Vücudumuzun değişik kısımlarının (organlar-kemikler, dokular ve farklı vücut sistemlerimiz) hepsinin kendine özgü belli yankı yapan frekansları vardır. Bunlar, birlikte bir armonik bileşim oluşturur: Bu, bizim kendi kişisel rezonansımız veya titreşim seviyemizdir. Vücudun belli bir kısmı rahatsız ve uyumsuz titreşim gösterdiğinde, bedenin çeşitli bölümlerindeki hücresel titreşimler değişik nedenler yüzünden bozulduğunda bedenimiz bir rahatsızlık yaşayabilir, buna “hastalık” diyoruz. Böyle bir durum meydana geldiğinde, rezonans yapması için bozulmuş hücreye yeni bir dışsal titreşim verilebilir, böylece hücrenin kendine özgü titreşimi yeniden sağlanır(10,11). Ses rutin bir biçimde tıbbın değişik alanlarında ve bütünsel şifacılıkta kullanılmaktadır.

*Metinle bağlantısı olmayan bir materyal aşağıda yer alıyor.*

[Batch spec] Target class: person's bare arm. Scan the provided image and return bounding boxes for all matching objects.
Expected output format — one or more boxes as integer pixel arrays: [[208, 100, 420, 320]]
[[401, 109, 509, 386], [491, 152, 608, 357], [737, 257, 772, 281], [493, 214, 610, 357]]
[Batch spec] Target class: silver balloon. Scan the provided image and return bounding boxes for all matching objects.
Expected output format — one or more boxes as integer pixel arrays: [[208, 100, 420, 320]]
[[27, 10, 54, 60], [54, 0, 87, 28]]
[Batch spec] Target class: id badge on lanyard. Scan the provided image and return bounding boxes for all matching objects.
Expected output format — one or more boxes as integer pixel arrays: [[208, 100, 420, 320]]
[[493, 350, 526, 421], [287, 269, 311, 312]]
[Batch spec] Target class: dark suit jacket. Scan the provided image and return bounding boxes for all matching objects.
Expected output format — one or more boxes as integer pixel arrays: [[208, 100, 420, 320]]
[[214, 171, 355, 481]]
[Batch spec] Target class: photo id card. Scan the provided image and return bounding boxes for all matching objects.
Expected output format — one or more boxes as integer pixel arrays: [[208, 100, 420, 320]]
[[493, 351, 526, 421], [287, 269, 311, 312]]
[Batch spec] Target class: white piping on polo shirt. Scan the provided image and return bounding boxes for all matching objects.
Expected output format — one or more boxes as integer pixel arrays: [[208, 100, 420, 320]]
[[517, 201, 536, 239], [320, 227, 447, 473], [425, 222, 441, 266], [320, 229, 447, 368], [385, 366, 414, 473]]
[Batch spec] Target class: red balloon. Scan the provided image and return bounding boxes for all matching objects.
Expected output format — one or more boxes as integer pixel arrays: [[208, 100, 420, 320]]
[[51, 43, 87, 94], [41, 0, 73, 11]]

Genetik kodu inceleyen bilim insanları bu kodun müzik ile benzerlik gösterdiğini buldular ve çalışmalarını sesin DNA yoluyla bir iyileştirme etkisi üzerine yoğunlaştırdılar. Ses şu anda daha sık olarak ağrıların dindirilmesi ve stresin giderilmesi için geleneksel tedavi usulü olarak kullanılmaktadır.
Ana ses şifacılığı usullerine değinirsek: Mantra Söyleme-Tonlama-Yankılanan Frekans Tedavisi-Sonik Bindirme Teknolojisi-İşitsel Zenginleştirme Teknolojisi-Ses Analizi Terapisi-Vibroakustik Terapi-Diyapazon Terapisi-Sonopunktur-Doğal Akustik Enstrümanlar-Kompakt Diskler (CD)-Müzik Terapi.
Ses şifacılığıyla bağlantılı birçok yöntemin arasında müzik terapi geleneksel tıp tarafından en fazla kabul görendir(11).
Müzik iyileşme sürecinde güçlü bir hızlandırıcı görevi görebilir. Bedeni, her birinin benzersiz sanatsal yeteneği ve akort edilme şekli olan çok hassas bir enstrümanlar topluluğuna benzetmek yerinde olur(12).